Gracias a las excavaciones volvieron a la luz restos de edificios de ladrillo del s. II que un tiempo se encontraban al aire libre y que en el s. IV se convirtieron en los cimientos de la primera basílica. En efecto, la necrópolis se utilizaba todavía cuando fue enterrada por Constantino, que ordenó demoler la parte superior de los edificios sepulcrales y cubrirlos de tierra, con el firme propósito de construir, exactamente sobre la tumba de Pedro, la mayor basílica de Occidente: una basílica dividida en cinco naves por 88 columnas, un templo majestuoso cuyo pavimento estaba a la misma altura que el “Trofeo de Gaio”.

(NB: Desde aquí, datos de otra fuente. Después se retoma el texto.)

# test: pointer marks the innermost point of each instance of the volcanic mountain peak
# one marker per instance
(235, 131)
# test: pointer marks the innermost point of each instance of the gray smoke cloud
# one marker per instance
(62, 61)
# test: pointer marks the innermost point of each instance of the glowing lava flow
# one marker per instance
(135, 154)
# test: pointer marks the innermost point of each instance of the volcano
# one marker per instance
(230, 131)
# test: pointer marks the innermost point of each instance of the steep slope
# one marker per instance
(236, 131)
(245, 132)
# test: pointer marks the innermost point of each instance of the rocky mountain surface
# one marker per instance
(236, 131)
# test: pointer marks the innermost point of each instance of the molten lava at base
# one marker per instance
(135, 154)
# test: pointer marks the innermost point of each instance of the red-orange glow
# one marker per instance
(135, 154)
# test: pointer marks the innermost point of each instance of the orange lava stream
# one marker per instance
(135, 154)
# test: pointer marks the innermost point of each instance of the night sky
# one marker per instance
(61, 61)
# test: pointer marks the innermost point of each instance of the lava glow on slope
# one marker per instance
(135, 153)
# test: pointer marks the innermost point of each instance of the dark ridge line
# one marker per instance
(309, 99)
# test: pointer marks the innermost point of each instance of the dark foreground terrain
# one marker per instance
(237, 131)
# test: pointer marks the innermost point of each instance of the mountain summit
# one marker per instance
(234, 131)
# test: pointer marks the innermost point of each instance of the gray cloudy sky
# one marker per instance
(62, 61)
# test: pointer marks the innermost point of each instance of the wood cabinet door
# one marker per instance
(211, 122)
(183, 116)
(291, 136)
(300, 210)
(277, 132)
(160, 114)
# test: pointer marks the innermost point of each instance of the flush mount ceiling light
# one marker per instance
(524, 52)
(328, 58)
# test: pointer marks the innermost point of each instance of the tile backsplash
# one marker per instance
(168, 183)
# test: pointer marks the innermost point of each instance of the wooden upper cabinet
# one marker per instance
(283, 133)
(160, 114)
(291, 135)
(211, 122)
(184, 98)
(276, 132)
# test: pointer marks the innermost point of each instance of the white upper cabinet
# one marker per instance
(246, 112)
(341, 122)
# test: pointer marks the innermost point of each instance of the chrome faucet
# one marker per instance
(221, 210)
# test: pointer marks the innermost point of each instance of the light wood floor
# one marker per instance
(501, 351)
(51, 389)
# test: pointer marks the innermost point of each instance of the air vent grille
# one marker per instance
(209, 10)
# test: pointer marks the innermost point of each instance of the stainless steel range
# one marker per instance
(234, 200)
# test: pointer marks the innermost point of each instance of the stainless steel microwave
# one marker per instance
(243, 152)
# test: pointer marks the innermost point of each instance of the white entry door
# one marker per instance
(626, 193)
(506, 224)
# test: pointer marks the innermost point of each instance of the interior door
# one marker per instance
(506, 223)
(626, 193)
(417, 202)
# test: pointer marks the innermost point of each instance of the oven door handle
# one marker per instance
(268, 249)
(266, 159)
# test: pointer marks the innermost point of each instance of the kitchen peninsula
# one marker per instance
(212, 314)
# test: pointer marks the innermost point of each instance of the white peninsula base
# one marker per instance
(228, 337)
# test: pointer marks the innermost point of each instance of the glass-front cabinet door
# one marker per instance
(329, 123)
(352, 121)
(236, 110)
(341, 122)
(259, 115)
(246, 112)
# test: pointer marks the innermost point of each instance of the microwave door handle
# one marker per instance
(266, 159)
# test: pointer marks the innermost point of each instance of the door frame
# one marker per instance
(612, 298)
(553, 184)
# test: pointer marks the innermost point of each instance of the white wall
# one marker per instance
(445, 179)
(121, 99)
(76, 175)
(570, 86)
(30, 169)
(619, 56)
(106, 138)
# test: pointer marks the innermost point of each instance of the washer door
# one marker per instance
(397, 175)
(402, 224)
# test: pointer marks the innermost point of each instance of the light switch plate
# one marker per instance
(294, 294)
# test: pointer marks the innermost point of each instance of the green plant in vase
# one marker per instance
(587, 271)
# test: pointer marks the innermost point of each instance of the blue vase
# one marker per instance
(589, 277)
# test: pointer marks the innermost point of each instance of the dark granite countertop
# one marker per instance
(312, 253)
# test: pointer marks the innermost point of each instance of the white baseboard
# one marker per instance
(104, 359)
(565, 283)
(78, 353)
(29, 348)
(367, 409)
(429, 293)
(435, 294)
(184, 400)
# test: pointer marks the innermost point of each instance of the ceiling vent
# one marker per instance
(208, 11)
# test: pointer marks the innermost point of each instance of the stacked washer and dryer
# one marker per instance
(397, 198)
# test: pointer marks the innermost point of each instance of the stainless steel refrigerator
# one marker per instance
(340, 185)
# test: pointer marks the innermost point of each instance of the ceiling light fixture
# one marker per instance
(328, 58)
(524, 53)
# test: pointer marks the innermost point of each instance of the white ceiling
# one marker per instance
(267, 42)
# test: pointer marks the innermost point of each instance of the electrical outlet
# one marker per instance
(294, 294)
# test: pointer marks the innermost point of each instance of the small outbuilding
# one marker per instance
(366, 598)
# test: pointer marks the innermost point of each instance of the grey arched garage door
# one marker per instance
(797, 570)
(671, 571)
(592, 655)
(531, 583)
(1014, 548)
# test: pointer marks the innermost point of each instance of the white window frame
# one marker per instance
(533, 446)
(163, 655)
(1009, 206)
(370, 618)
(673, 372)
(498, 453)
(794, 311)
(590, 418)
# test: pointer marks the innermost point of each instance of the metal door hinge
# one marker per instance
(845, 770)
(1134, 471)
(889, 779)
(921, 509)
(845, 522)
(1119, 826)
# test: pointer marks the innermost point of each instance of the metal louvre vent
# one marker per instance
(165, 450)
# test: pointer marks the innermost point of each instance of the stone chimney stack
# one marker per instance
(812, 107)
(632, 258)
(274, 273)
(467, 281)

Fue una empresa grandiosa que conllevó un movimiento de tierras de más de 40.000 metros cúbicos para nivelar la doble inclinación de la colina Vaticana, que ascendía suavemente de este a oeste, pero que era muy escarpada de norte a sur en dirección hacia el valle del circo. La necrópolis, que se extendía sobre las laderas meridionales de la colina, terminó por encontrarse bajo la nave central de la basílica, por lo que fue indispensable demoler la parte superior de los edificios sepulcrales que superaban en altura el nivel establecido para el pavimento de la nueva iglesia. Así, la basílica querida por Constantino y el Papa Silvestre determinó, por una parte, el final de la necrópolis romana; pero por otra, garantizó su conservación hasta nuestros días.
Un cálculo aproximado de las tumbas de enterramiento y de incineración deja suponer que los 22 edificios sepulcrales encontrados en el curso de las excavaciones fueron proyectados para hospedar unas mil sepulturas. De esta multitud de hombres, mujeres y, sobre todo, niños, las inscripciones nos han transmitido los nombres de algunos personajes procedentes de familias de libertos imperiales.